Baisse du chômage...ou radiation des chômeurs ?06/10/20052005Journal/medias/journalnumero/images/2005/10/une1940.jpg.445x577_q85_box-0%2C104%2C1383%2C1896_crop_detail.jpg

Leur société

Baisse du chômage...ou radiation des chômeurs ?

Le taux de chômage serait passé en dessous de 10%, a-t-on entendu dire à l'occasion de la publication des chiffres du chômage pour août (le dernier mois pour lequel l'ANPE ait fourni des statistiques). Le gouvernement s'en est bien sûr félicité, même s'il a évité de crier trop fort à une victoire dans la lutte contre le chômage.

En un mois, le recul du nombre des chômeurs inscrits n'est en fait que de 21 500, alors qu'il en reste tout de même deux millions et demi, et environ autant de salariés ayant un emploi précaire. Pour Villepin, «les choses avancent» et, ajoute-t-il, «nous marquons des points». Mais le Premier ministre se garde bien de préciser comment ces «points» sont marqués.

Il y a d'abord ce que les gouvernants nomment «traitement social du chômage». En clair, c'est l'art et la manière de peser, si possible de façon pas trop visible, sur les chiffres du chômage.

Ainsi, le nombre de «contrats aidés dans le secteur non marchand» a bondi de 50% en un mois, passant de 40000 à 61000. Il s'agit de contrats instaurés en janvier dernier par la «loi de cohésion sociale», dite loi Borloo. Le nombre de 21000 contrats supplémentaires de ce type correspond presque exactement à ce dont le gouvernement fait tant de cas: la baisse du chômage toutes catégories confondues (-21 500) dans le même laps de temps! Et il faut souligner que ces «contrats aidés», que l'État finance en grande partie, sont à durée déterminée, donc précaires. En outre, leur rémunération est des plus réduites, car la loi prévoit qu'elle est calculée sur la base du smic horaire, mais pour un horaire qui peut descendre à 20 heures par semaine. Avec un tel contrat «aidé», on n'a sûrement pas de quoi vivre décemment, mais on n'est plus comptabilisé comme chômeur!

Il y a aussi les contrats d'apprentissage et ceux de professionnalisation, dont le nombre a augmenté de 4,9% sur un mois. À défaut de correspondre à des embauches immédiates dans de véritables emplois, ces formules ont permis de faire reculer, sinon le chômage des jeunes, du moins son chiffrage officiel (-1,2% en août).

Et puis, depuis cet été, les syndicats accusent le gouvernement de radier des chômeurs pour réduire les statistiques du chômage. Villepin et ses ministres s'en défendent, bien sûr, tandis que la direction de l'ANPE se répand dans les médias à ce propos. Ainsi, son directeur général affirmait dans Aujourd'hui du 30 septembre, que «le nombre de radiations est stable: il y a eu 240000 radiations sur les sept premiers mois de l'année (...), contre 235000 sur la même période en 2004».

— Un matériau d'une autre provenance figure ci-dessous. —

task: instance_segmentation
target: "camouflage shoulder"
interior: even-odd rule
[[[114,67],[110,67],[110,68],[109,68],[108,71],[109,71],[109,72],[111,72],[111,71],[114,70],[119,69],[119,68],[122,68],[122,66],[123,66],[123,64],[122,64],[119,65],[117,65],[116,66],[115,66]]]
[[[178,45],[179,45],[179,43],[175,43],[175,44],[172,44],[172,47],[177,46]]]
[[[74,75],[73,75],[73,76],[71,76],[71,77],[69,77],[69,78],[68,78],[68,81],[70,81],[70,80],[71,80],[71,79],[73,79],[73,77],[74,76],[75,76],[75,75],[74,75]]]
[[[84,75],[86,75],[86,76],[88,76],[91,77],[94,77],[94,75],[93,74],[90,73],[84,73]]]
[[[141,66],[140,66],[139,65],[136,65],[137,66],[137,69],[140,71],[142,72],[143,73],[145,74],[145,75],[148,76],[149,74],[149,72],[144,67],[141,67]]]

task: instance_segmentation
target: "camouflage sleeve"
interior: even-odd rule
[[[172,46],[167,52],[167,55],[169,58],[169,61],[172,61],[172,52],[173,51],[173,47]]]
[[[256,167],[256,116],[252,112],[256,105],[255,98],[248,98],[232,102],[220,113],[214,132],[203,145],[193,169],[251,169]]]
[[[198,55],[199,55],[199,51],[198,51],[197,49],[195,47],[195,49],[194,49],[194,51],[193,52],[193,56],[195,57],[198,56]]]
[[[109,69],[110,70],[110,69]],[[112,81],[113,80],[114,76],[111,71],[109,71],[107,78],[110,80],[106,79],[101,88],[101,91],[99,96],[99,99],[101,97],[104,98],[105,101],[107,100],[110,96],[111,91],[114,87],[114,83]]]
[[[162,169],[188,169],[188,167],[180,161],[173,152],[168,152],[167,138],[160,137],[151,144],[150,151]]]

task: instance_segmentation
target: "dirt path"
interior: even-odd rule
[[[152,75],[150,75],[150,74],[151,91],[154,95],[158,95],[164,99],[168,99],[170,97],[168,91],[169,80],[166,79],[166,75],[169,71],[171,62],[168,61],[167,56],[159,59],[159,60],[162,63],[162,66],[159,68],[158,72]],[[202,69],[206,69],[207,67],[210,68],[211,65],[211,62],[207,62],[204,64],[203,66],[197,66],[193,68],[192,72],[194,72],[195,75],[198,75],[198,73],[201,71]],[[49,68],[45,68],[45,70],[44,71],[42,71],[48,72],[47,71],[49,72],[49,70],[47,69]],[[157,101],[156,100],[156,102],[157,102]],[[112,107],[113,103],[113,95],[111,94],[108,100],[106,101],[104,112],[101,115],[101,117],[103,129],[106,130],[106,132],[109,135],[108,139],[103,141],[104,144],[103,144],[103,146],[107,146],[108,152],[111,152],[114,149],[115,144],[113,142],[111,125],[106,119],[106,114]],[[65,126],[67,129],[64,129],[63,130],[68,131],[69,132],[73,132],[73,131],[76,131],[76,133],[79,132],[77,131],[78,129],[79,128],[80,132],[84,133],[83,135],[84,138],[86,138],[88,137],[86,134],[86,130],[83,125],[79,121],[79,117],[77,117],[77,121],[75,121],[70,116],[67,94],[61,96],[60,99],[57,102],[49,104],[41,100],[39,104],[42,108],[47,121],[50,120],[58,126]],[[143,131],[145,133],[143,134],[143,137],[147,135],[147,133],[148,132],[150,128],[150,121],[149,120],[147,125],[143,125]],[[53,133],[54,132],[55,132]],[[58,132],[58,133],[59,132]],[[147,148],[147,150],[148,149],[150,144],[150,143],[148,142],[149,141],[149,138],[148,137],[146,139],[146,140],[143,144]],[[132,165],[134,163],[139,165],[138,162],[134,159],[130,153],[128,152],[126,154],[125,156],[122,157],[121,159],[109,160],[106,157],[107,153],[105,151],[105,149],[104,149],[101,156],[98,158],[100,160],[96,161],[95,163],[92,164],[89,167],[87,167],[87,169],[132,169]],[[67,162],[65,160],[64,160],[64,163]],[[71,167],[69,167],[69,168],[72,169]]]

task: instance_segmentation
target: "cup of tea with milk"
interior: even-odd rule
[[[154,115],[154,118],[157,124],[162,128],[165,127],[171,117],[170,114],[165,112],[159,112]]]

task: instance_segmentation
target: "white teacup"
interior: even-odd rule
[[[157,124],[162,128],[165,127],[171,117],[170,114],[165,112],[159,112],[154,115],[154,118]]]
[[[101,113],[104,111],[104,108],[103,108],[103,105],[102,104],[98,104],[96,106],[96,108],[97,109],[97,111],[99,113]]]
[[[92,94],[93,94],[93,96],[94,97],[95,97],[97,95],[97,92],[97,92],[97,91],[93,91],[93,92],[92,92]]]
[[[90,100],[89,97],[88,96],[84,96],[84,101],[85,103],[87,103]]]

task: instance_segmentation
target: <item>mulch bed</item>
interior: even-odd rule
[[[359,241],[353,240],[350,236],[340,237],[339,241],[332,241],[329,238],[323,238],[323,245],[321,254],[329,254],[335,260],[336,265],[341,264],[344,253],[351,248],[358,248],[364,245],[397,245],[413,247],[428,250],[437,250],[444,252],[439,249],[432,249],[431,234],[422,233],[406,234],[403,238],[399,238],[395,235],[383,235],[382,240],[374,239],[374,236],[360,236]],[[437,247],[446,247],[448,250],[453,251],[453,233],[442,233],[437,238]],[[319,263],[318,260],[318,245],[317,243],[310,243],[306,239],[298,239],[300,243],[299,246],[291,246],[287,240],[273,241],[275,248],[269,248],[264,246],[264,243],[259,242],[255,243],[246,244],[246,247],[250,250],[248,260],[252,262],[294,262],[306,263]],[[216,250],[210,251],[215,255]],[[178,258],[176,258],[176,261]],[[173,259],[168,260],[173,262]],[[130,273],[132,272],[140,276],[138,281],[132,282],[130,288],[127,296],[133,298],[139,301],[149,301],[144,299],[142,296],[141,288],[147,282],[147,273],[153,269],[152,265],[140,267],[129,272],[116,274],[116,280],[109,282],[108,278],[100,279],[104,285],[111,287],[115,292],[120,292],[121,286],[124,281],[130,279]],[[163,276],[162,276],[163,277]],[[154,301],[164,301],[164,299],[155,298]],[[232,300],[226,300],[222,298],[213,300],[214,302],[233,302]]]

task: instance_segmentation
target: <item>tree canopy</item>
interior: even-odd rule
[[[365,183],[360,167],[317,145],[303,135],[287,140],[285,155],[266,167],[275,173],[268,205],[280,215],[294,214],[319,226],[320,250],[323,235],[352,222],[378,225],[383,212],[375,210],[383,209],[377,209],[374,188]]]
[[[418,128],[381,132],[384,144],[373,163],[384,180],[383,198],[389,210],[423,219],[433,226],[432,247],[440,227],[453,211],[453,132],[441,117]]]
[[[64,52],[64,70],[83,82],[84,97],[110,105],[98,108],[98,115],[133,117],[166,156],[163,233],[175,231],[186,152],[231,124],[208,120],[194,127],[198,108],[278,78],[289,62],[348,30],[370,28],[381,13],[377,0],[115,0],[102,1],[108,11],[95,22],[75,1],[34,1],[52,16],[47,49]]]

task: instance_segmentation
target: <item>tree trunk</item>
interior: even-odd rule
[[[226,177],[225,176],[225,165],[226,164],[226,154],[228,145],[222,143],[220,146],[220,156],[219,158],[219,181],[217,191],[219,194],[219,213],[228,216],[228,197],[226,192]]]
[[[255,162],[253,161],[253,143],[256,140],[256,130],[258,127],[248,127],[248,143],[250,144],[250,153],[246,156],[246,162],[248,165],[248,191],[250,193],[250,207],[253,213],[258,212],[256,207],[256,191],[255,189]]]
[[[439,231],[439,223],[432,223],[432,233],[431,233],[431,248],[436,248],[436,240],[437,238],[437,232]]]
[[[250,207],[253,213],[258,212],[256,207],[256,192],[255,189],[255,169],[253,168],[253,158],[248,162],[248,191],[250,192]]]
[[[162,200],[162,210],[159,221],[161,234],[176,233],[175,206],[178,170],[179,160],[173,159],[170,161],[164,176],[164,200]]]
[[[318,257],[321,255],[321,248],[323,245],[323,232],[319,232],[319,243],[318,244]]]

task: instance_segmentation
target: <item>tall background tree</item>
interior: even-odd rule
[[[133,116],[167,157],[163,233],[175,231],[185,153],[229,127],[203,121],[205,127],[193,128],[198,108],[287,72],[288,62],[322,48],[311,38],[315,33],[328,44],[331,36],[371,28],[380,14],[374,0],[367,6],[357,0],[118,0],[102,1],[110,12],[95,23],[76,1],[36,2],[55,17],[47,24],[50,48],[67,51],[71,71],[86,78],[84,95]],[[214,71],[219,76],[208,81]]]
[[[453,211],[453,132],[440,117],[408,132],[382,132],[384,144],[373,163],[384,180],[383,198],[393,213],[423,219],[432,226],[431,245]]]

Les radiations ont donc tout de même augmenté de 2% en un an. Et ce n'est sans doute pas fini avec la décision prise par décret, en catimini cet été, de renforcer le contrôle des chômeurs et d'ajouter aux motifs de radiation existants «les refus de contrat d'apprentissage, de professionnalisation ou d'une offre de contrat aidé», et de ce que le gouvernement nomme une «offre d'emploi valable».

Ce décret, qui multiplie les entretiens de bilan de recherche d'emploi auxquels les chômeurs devront se rendre, va aussi «faire varier la durée des radiations en fonction de la situation réelle du demandeur d'emploi», ce qui n'était pas possible auparavant, ajoute le directeur général de l'ANPE. Le gouvernement, qui veut tourner les réticences du personnel de l'ANPE à sanctionner les chômeurs, présente sa gamme de sanctions, radiations comprises, comme plus graduée. Il a demandé à l'ANPE d'embaucher dans ses services du personnel précaire, en espérant qu'il sera plus aisé d'en obtenir ce qu'il veut.

Être radié, pour des périodes de plus en plus longues, avant de l'être de façon définitive, ou accepter de travailler pour un patron à des conditions d'emploi et de salaire de plus en plus dégradées: c'est contre les chômeurs, pas contre le chômage, que le gouvernement cherche à «marquer des points».